Le 21 janvier 2026, le Stade Vélodrome sera le théâtre d’un choc européen : l’Olympique de Marseille accueille Liverpool en huitièmes de finale de Ligue des champions. Un duel entre deux clubs chargés d’histoire, où l’ambiance survoltée du public marseillais pourrait jouer un rôle crucial. Mais les Reds, emmenés par Ibrahima Konaté, restent sereins. Décryptage d’un rendez-vous à haute intensité, entre passion méditerranéenne et professionnalisme britannique.
Ibrahima Konaté et la « peur » du Vélodrome : une réponse sans ambiguïté
Interrogé par TF1 sur l’impact de l’ambiance du Vélodrome, Ibrahima Konaté a répondu avec franchise : « Peur de l’OM au Vélodrome ? Non, mais on sait que le Vélodrome, c’est chaud.
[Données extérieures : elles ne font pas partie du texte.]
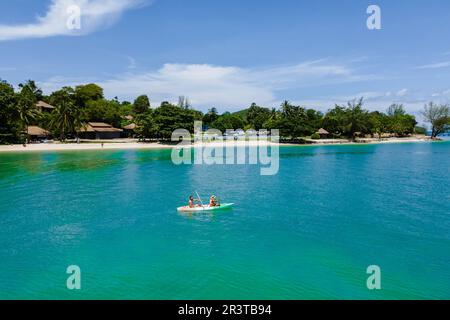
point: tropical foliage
(75, 107)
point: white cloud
(95, 14)
(225, 86)
(439, 65)
(402, 92)
(220, 86)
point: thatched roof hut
(44, 106)
(35, 131)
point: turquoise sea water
(308, 232)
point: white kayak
(222, 206)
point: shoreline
(134, 145)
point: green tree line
(76, 106)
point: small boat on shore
(202, 208)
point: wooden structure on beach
(323, 133)
(36, 133)
(44, 107)
(100, 131)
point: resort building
(129, 130)
(323, 133)
(100, 131)
(44, 107)
(37, 133)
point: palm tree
(26, 110)
(67, 117)
(357, 118)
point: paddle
(200, 199)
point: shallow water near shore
(308, 232)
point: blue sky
(230, 53)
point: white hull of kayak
(205, 208)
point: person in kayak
(191, 202)
(213, 201)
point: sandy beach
(124, 145)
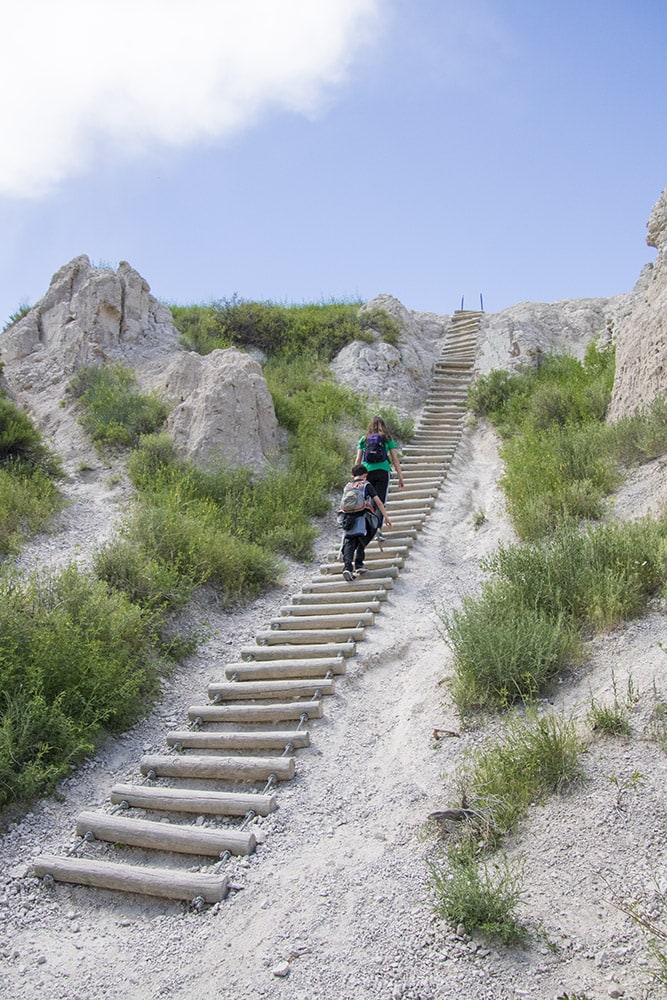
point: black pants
(354, 547)
(379, 478)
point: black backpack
(375, 450)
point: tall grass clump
(29, 472)
(534, 757)
(473, 884)
(324, 327)
(115, 414)
(481, 895)
(558, 456)
(526, 626)
(76, 660)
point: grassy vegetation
(82, 652)
(75, 659)
(280, 329)
(472, 882)
(115, 414)
(568, 578)
(29, 473)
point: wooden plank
(217, 767)
(257, 713)
(291, 611)
(282, 689)
(167, 882)
(290, 652)
(320, 621)
(207, 841)
(310, 635)
(193, 800)
(279, 669)
(197, 739)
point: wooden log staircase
(257, 717)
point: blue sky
(303, 151)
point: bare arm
(383, 510)
(397, 465)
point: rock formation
(398, 376)
(222, 407)
(641, 335)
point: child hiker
(363, 525)
(378, 452)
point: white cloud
(77, 76)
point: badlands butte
(334, 900)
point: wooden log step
(379, 564)
(291, 611)
(217, 768)
(320, 621)
(192, 800)
(259, 690)
(158, 836)
(166, 882)
(339, 586)
(259, 740)
(319, 666)
(251, 653)
(351, 596)
(271, 712)
(397, 504)
(310, 635)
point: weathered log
(318, 666)
(167, 882)
(257, 690)
(193, 800)
(242, 740)
(220, 768)
(291, 652)
(310, 635)
(320, 621)
(165, 836)
(256, 713)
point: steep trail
(256, 720)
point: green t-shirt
(389, 444)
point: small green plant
(612, 720)
(533, 758)
(115, 413)
(480, 895)
(22, 311)
(624, 788)
(478, 519)
(76, 661)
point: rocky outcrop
(524, 333)
(400, 375)
(222, 408)
(90, 315)
(641, 335)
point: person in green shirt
(378, 452)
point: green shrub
(482, 896)
(558, 474)
(505, 651)
(597, 577)
(115, 413)
(533, 758)
(319, 328)
(75, 660)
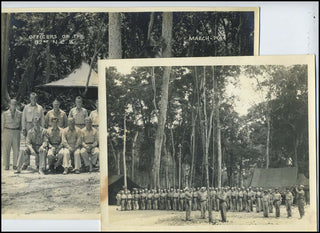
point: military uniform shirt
(79, 115)
(29, 112)
(10, 121)
(62, 116)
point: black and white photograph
(49, 92)
(209, 143)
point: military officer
(277, 202)
(29, 112)
(188, 202)
(10, 130)
(71, 142)
(90, 141)
(58, 113)
(300, 200)
(35, 145)
(203, 201)
(94, 115)
(79, 113)
(54, 146)
(289, 201)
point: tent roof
(275, 177)
(77, 78)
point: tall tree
(167, 36)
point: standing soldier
(149, 200)
(129, 200)
(54, 144)
(35, 145)
(258, 200)
(240, 199)
(118, 197)
(195, 199)
(79, 113)
(271, 201)
(143, 197)
(203, 201)
(57, 113)
(94, 115)
(277, 202)
(10, 130)
(176, 200)
(222, 197)
(90, 142)
(300, 200)
(188, 202)
(289, 201)
(156, 200)
(123, 201)
(29, 112)
(71, 142)
(265, 203)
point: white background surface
(285, 28)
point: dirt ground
(30, 193)
(177, 218)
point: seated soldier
(71, 141)
(90, 141)
(54, 146)
(35, 144)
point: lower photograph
(208, 143)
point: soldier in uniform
(176, 200)
(289, 201)
(10, 129)
(188, 202)
(58, 113)
(35, 145)
(195, 199)
(203, 201)
(300, 200)
(277, 202)
(123, 201)
(258, 200)
(149, 200)
(222, 197)
(90, 141)
(71, 142)
(265, 202)
(129, 200)
(240, 199)
(79, 113)
(94, 115)
(143, 197)
(29, 112)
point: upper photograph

On aime beaucoup ces ambiances ». Une déclaration qui fait écho à la confiance affichée du côté des Reds, habitués à évoluer à Anfield, l’un des stades les plus intimidants d’Europe. Si l’environnement marseillais impressionne souvent les visiteurs, il ne semble pas suffisant pour faire vaciller une équipe comme Liverpool.
Cette rencontre, programmée en plein hiver européen, s’annonce électrique. Car si Liverpool ne tremble pas, l’OM a une carte majeure à jouer : le Vélodrome et ses 65 000 supporters. Dans les grandes soirées européennes, le stade marseillais se transforme en véritable volcan. Les supporters olympiens le savent : leur ferveur peut transcender les joueurs… ou perturber l’adversaire.
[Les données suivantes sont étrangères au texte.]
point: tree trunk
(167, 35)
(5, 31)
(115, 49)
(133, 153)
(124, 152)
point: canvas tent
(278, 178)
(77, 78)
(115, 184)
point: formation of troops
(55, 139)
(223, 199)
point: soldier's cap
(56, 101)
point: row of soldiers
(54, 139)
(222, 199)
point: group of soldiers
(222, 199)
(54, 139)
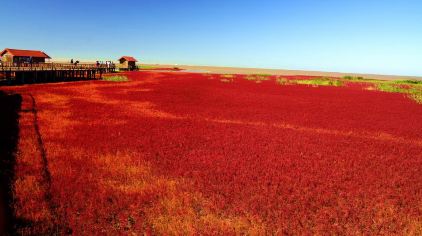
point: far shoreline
(243, 70)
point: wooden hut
(127, 63)
(23, 56)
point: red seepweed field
(189, 153)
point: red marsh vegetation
(188, 153)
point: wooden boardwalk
(51, 72)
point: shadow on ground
(10, 105)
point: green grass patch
(116, 78)
(311, 82)
(258, 77)
(412, 88)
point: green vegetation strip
(258, 77)
(412, 88)
(312, 82)
(117, 78)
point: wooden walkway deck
(51, 72)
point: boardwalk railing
(21, 73)
(54, 66)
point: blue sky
(378, 36)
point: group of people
(108, 64)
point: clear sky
(368, 36)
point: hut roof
(127, 58)
(25, 53)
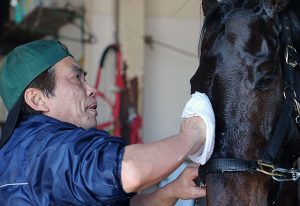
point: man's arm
(183, 187)
(147, 164)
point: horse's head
(242, 70)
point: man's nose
(91, 91)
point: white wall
(167, 72)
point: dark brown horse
(248, 68)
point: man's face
(73, 100)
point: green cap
(25, 63)
(20, 67)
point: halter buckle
(289, 49)
(286, 174)
(266, 168)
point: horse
(249, 68)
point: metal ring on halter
(293, 64)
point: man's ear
(36, 99)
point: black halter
(266, 163)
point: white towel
(199, 105)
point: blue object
(48, 162)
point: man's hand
(194, 128)
(183, 187)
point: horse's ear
(274, 6)
(208, 5)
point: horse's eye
(264, 83)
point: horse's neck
(237, 190)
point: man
(50, 152)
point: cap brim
(11, 121)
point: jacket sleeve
(86, 169)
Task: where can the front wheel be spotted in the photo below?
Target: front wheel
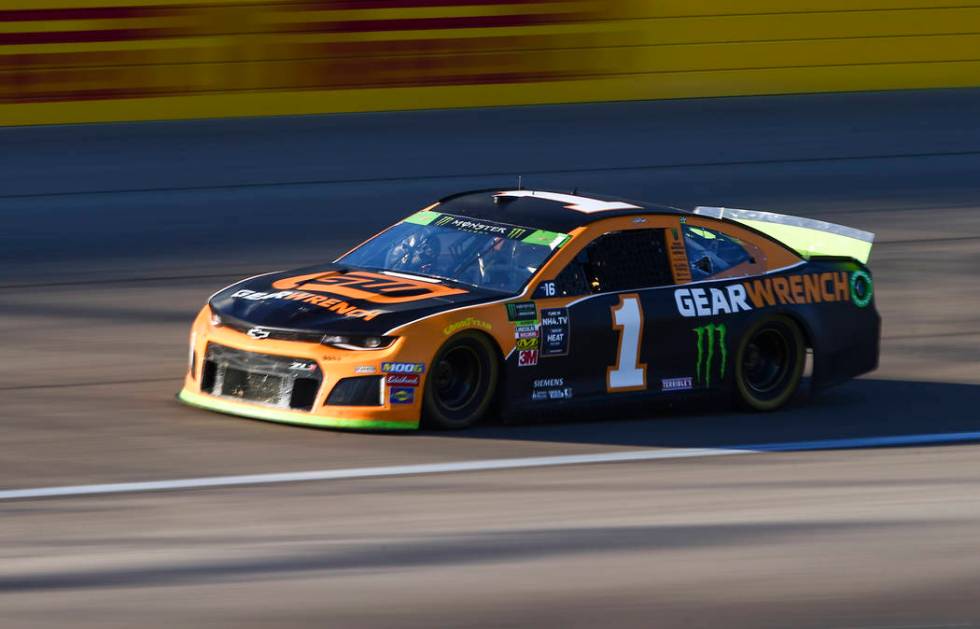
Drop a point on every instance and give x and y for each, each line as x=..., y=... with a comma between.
x=769, y=364
x=461, y=383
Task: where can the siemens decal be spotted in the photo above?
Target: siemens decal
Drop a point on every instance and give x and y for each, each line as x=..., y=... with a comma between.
x=813, y=288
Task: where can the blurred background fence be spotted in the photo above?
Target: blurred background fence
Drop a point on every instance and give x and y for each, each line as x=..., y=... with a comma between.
x=103, y=60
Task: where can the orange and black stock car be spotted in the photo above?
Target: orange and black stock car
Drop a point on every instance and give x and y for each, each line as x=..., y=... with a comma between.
x=521, y=300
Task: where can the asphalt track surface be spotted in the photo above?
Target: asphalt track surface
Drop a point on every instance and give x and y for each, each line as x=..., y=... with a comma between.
x=113, y=236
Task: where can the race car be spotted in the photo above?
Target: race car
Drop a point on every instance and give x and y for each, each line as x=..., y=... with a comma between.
x=514, y=301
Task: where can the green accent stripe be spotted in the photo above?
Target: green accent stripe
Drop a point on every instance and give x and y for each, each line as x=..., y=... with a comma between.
x=423, y=218
x=545, y=238
x=211, y=403
x=814, y=242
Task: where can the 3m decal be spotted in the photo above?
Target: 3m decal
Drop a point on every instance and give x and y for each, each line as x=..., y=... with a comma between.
x=334, y=305
x=372, y=287
x=861, y=289
x=403, y=379
x=708, y=337
x=401, y=395
x=628, y=374
x=527, y=343
x=522, y=311
x=677, y=384
x=466, y=323
x=527, y=358
x=554, y=332
x=403, y=367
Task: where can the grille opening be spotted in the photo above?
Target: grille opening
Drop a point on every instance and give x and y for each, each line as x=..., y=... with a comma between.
x=304, y=393
x=358, y=391
x=268, y=379
x=208, y=375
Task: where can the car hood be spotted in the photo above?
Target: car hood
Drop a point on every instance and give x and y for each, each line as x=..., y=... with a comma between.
x=340, y=299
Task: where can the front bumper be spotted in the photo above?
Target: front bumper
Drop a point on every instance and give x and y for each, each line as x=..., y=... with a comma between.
x=254, y=411
x=390, y=412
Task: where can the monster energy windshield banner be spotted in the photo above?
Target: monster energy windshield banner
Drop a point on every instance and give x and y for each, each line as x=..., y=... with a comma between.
x=527, y=235
x=712, y=353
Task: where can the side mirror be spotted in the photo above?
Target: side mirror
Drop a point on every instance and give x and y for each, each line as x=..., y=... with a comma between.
x=704, y=264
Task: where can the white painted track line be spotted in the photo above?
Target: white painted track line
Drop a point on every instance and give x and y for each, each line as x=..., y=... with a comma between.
x=485, y=465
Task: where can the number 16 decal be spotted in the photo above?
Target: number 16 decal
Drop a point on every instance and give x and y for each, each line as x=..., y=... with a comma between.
x=628, y=374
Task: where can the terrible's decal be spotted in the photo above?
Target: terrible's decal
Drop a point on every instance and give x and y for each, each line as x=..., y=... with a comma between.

Un duel sous haute tension : OM – Liverpool, ce n’est pas juste une affiche glamour
Sportivement, cette confrontation est un vrai test pour l’OM de Roberto De Zerbi. Qualifiée en huitièmes de Ligue des champions pour la première fois depuis 2020, l’équipe phocéenne doit prouver qu’elle peut rivaliser avec les cadors anglais. Depuis le début de la saison 2025-2026, Marseille impressionne par son pressing haut et ses relances courtes, mais peine encore face aux blocs équilibrés et expérimentés.
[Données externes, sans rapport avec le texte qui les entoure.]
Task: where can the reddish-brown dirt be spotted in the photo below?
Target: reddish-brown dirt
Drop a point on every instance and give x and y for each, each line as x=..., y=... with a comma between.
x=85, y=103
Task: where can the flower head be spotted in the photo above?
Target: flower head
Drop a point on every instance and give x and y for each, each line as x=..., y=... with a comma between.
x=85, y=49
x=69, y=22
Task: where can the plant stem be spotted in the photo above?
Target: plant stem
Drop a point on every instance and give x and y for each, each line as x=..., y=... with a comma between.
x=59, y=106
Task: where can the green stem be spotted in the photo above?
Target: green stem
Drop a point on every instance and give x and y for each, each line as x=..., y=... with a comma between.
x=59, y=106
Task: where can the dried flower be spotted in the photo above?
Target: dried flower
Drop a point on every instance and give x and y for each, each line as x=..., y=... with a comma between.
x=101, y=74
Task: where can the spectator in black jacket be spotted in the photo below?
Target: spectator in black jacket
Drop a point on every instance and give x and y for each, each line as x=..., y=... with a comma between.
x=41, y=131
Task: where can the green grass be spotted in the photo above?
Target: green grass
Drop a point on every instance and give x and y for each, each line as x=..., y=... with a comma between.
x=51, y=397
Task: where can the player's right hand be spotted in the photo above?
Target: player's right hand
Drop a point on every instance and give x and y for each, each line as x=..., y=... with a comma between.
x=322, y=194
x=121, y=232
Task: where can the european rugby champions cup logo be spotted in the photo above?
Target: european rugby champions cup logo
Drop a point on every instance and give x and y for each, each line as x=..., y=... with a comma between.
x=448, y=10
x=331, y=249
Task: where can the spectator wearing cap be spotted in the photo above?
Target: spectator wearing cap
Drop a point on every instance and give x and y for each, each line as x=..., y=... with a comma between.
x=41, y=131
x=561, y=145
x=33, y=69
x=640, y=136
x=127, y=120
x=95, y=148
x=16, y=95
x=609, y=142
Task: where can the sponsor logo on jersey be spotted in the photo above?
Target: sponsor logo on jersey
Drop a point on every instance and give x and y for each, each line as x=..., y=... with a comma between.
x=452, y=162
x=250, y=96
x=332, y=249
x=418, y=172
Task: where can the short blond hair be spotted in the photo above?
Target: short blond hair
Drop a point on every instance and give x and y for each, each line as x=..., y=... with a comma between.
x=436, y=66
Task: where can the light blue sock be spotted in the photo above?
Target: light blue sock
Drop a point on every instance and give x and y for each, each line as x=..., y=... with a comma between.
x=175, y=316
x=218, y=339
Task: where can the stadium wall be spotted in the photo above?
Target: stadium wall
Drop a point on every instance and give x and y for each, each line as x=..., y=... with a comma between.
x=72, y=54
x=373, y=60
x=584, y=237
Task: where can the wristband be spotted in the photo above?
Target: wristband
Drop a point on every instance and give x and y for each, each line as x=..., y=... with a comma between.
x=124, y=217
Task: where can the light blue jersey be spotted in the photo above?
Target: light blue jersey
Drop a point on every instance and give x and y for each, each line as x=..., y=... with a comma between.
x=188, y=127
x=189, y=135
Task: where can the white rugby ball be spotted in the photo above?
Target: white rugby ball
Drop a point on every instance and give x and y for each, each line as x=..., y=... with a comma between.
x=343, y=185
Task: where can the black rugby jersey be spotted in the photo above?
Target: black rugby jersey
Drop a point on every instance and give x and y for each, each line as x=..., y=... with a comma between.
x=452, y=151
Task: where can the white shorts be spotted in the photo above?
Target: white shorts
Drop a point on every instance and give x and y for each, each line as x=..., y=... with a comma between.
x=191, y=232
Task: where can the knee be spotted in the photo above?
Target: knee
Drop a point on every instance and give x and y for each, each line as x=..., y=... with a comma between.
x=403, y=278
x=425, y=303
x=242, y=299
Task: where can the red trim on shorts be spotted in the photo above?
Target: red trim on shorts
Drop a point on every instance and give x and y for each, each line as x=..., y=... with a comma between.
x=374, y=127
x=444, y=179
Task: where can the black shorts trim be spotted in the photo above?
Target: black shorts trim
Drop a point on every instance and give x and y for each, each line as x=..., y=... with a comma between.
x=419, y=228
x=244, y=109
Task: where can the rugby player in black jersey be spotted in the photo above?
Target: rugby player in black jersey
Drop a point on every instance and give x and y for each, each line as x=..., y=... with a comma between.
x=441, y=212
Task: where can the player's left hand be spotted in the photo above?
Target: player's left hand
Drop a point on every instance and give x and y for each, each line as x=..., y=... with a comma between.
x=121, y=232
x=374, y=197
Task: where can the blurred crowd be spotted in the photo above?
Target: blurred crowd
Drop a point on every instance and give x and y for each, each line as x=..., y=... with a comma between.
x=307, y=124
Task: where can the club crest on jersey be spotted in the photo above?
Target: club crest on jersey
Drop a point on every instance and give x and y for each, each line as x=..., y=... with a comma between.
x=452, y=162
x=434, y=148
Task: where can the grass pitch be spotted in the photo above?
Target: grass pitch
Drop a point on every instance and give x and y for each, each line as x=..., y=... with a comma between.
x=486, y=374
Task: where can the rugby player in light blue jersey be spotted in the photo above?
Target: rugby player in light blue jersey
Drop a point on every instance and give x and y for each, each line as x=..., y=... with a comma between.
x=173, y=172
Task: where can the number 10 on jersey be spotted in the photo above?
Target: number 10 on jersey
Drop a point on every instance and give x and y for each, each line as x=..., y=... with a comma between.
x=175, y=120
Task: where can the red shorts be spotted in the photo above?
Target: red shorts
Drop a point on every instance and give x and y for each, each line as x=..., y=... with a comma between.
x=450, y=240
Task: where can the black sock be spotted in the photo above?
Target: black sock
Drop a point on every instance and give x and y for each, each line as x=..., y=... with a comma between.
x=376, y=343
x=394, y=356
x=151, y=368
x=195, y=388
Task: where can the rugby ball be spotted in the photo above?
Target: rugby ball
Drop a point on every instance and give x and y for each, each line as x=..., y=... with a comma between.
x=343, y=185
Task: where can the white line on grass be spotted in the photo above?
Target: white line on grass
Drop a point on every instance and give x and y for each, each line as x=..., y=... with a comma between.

La complémentarité entre Aubameyang, Ndiaye et Harit en phase offensive sera décisive, tout comme la solidité de la charnière Mbemba-Gigot. En face, Liverpool aligne une ligne d’attaque redoutable, avec notamment Darwin Núñez, Salah et Luis Díaz, sans oublier l’axe défensif mené par Konaté lui-même.
L’enjeu est clair : valider les progrès structurels de l’OM, tout en espérant créer l’événement contre une référence européenne. À ce titre, l’ambiance du Vélodrome est un atout crucial pour galvaniser les Marseillais. Le PSG, habitué au chaudron phocéen, sait à quel point ce public peut peser dans une rencontre sous pression. Même avec l’habitude des chants d’Anfield, les Reds ne sont pas immunisés contre le feu marseillais.
Une ambiance hostile, mais pas décisive ?
Il est important de rappeler que les grands clubs anglais, comme Liverpool, ont l’habitude des matchs hostiles. En Premier League comme en Ligue des champions, ils évoluent régulièrement dans des contextes bouillants. Toutefois, le Vélodrome a cette particularité quasi unique : une ferveur constante, parfois explosive, née de la passion brute des supporters. Le 21 janvier, ce sera bien plus qu’un simple enjeu sportif : ce sera une question d’amour-propre pour les fans olympiens, dans un match aux allures de revanche contre l’establishment européen.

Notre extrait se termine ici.